The 53-year-old is under pressure to resign after overseeing a renovation of his official residential complex in Limburg, near Frankfurt, in which costs jumped fivefold to about €31 million.
Now the future of the man dubbed the “luxury bishop of Limburg” hangs in the balance after Archbishop Robert Zollitsch, head of the German Bishops’ Conference, arrived in the Vatican yesterday to discuss the matter with the pope.

NUCLEAR

Iran P5+1 nuclear talks begin in Geneva

World powers have revived stalled talks with Iran over its controversial nuclear ambitions. The talks in Geneva are seen as the best chance in years to end a decades-old dispute over Tehran’s nuclear program.
A two-day meeting in Geneva kicked off Tuesday between Iran and the United States, Russia, China, France, Britain and Germany. The six nations are commonly referred to as the P5+1 because they group the five permanent members of the Security Council plus Germany.
Iran faces pressure to propose scaling back its nuclear program in order to win relief from crippling sanctions.
The June election of relative moderate President Hassan Rouhani and his pledges to smooth Tehran's international relations have raised hopes for a negotiated solution.
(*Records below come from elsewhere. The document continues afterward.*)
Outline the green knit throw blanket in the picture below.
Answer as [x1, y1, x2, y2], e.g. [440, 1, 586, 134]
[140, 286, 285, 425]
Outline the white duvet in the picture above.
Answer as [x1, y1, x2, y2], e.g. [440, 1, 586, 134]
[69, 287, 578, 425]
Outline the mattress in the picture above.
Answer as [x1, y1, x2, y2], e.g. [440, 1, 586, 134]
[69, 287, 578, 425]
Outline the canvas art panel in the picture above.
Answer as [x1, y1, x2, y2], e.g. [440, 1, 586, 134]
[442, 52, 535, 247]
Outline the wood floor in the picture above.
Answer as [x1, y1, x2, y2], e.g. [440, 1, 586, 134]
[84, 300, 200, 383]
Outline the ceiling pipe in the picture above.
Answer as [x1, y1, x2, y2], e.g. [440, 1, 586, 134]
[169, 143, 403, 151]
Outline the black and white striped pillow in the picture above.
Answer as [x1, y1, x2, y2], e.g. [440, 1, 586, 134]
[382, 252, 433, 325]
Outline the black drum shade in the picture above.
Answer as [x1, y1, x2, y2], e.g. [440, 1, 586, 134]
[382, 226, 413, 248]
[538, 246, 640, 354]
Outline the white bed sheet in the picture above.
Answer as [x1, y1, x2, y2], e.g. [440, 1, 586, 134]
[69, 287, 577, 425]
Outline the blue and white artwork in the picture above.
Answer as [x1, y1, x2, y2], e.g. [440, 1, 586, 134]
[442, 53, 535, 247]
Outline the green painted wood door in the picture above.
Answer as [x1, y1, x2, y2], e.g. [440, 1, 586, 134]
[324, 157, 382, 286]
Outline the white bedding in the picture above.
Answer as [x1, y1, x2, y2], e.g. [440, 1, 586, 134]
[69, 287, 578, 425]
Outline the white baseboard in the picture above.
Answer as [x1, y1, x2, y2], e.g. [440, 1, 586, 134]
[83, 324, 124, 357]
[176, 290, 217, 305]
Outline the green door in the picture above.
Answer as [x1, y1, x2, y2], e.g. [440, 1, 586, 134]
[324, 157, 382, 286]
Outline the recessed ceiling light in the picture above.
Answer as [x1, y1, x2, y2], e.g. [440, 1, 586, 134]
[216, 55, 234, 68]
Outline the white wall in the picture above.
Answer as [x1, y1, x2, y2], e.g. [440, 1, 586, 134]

North Korea used chemical weapons on prisoners: report

October 15, 2013 - 12:18PM

Julian Ryall

Tokyo: North Korea is using political prisoners held in its extensive gulag network as subjects for chemical weapons tests, according to a report in the US.
The allegations have been made in the most recent report on Pyongyang's chemical weapons capabilities by 38 North, the respected website operated by the US-Korea Institute at Johns Hopkins School of Advanced International Studies, and are based on testimony from both prisoners and former guards who managed to defect.
One defector who served as a security official at Detention Camp 22 described tests in which healthy prisoners were placed inside glass chambers and technicians monitored the effects as gas was pumped into the chambers.

Hundreds dead in Nigeria detention, Amnesty says


Hundreds of people have died in detention facilities in north-east Nigeria as the army tries to crush an Islamist militant rebellion there, according to Amnesty International.
The human rights group said some detainees died from suffocation in overcrowded cells, others from starvation and extra-judicial killings.
It is calling for an urgent investigation into the deaths.
There has not yet been an official response to the report.
But the Nigerian army has rejected all previous accusations of human rights abuses.
A senior Nigerian army officer told Amnesty that at least 950 people had died in military custody during the first half of this year.

Christian churches in Borneo vow to continue using the word 'Allah'

By Peter Shadbolt, CNN
October 15, 2013 -- Updated 0622 GMT
 Churches in the Malaysian states of Sabah and Sarawak on the island of Borneo have vowed to continue to use the word "Allah" in defiance of a Malaysian court ruling this week that ruled that the word could not be used by a Roman Catholic newspaper to refer to the Christian God.
Christians in Malaysia use the term interchangeably to refer to the Christian and Muslim God, but now a Christian newspaper published in the capital Kuala Lumpur has been told to stop doing so.
The Archbishop of the Anglican Church in South East Asia Datuk Bolly Lapok described the decision as "excessive, utterly irresponsible and grossly demeaning, to say the least.